There are days when Yvonne rages.
She actively seeks out reasons to violently ram her cheap but quickly-moving vehicle into a slower-moving vehicle. She imagines the rush of *finally* breaking free of societal restrictions, of letting her emotions burst forth from the corset of the anal-retentive bourgeoisie, and of teaching that stupid, brake-happy, distractedly-driven, performance vehicle driver a well-earned lesson. RRRAAAWWWWRRRR!
After the veil of red disappears, Yvonne then sinks into a despair the depths of which she’s never known (and Yvonne has seen some depths). “Why can’t we all just get along?” she’ll whimper from a fetal position on her sofa. “The human race won’t survive anyway, so why bother?” And she’ll begin to ‘set her affairs in order’.
Then Yvonne will pick up a romance novel and become so lust-driven that she’ll ponder opening a Tinder account, or who to ask for advice on how to approach someone about becoming a ‘friend with benefits’.
This is a typical day. Hell, sometimes it’s a typical hour.
It’s PMS to the 10th power, but without the bloating and cramping caused by ovaries proclaiming their love of life. No. This is a very clear statement that Yvonne’s ovaries are packing it in.
Yvonne has been bitch-slapped by perimenopause.
Either she wants to beat the shit out of someone or fuck them senseless. She has a whole new appreciation for the plight of teenage boys.
(Aside: to ensure we are speaking the same language, menopause is a ‘pause’ or stop in menses or menstruation. To be experiencing the dying throws of fertility is to be perimenopausal or ‘around’ menopausal. Yvonne has heard the term ‘post-menopausal’ and has even used it herself, albeit erroneously. However, to be ‘post-menopausal’ would be ‘after the stop of menses’. As a woman can live happily for decades within the ‘pause of her menses’, post-menopause would mean a woman was past this ‘pause in her menses’ or dead. Yvonne has chosen to think of perimenopause as a transition rather than a death.)

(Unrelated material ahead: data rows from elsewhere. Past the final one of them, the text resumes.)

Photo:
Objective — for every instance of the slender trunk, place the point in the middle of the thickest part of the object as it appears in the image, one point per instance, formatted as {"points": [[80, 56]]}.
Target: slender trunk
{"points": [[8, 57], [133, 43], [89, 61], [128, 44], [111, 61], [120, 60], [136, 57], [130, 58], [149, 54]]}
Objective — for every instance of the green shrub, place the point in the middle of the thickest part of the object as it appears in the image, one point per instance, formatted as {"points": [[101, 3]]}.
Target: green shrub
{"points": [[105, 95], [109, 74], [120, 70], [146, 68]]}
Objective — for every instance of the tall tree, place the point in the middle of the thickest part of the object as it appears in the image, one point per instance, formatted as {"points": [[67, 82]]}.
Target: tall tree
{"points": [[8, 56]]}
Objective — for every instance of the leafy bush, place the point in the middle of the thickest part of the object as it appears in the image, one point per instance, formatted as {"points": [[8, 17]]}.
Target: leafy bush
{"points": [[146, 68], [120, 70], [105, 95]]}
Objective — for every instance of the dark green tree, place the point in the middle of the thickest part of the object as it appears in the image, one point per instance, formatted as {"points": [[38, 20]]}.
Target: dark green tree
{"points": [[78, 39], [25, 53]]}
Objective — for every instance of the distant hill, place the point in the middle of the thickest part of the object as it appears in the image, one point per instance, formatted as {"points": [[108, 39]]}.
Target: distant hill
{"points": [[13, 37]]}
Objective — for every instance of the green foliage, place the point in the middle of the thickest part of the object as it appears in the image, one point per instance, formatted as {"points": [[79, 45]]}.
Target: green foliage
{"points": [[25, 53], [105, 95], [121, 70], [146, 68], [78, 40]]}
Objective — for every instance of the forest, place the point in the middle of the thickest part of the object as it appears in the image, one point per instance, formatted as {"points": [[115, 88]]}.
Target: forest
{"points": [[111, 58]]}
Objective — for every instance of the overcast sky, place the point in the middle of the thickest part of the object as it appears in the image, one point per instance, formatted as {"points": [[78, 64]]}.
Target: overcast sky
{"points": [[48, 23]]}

Yvonne is still young. She’s only 45. However, she has been fairly certain this ‘condition’ has been growing over the past couple of years. She didn’t have the more common and visible symptoms: hot flashes, weight gain, hair loss. Her symptoms were more subtle: night sweats, fatigue, changes in her migraines. The symptoms could also be easily attributed to other causes, like detoxing and stress.
When she broached the subject to her doctor, he said, “Ancedotally, I’ve noticed that those who begin perimenopause younger have more issues with neuroses.”
“Great! I’m going crazy,” Yvonne exclaimed. Famous last words.
Now Yvonne fears that her hormones, or lack thereof, may, indeed, be driving her to acts of craziness. She has witnessed herself behaving in strange ways: seeing the raging Yvonne, seeing the lust rise up and make her reach out a hand to the unfamiliar man next to her, seeing the despair and wondering ‘what the hell is going on?’ These acts are not ‘Yvonne’. They are out of character. Perhaps Yvonne is a witch and she has been possessed of the Devil. (Perimenopause may be the true root of the witch hunts of old.) These hormonal twitches are overriding her character. A character, she might add, she’s finally coming to appreciate and love. Yvonne is quite perfectly Yvonne….except when her hormones twitch out.
Of course, none of this is optimal timing. The stress of her dad’s death in August 2018 and the subsequent stress of being an executor have only increased the likelihood that she would tear off someone’s head or attempt to inhabit her electric blanket on a permanent basis. This is what her doctor has cited as a ‘perfect storm’. And like any perfect storm, there is no control over it: you batten down the hatches, ride it out, and know there will be a certain amount of damage to clean up afterwards.
Yvonne isn’t looking forward to the damage. It could be very ugly. And nothing Dr. Christiane Northrup has published prepared her for this.
So, as of today, Yvonne is considering signing up for some damage control: hormone replacement therapy (HRT). Or, at least, hormone-let-me-down-easy therapy. She is fully aware (and will happily beat on someone’s head to demonstrate) that perimenopause, and the resulting menopause, isn’t a medical condition. It’s a life change that every woman will go through. How one goes through it, however, can be a choice. Yvonne admits that she needs some help. Likely her supervisor (if her supervisor really knew what was going on) would also admit that Yvonne needs some help. Yvonne would like her fertility to go gently into that long dark night rather than lingering over tea whilst inflicting as much damage as possible. And if HRT can lend a degree of grace, Yvonne wants in.
Upon reflection, Yvonne now wonders why there is no HRT for teenage boys.
Will Yvonne make it unscathed to her doctor’s appointment in February? Will Yvonne’s body adjust well to HRT? Will she have side-effects? Will those side-effects land her jail or an STD clinic? Or, will Yvonne decide to ride this storm and sign-up for online dating again?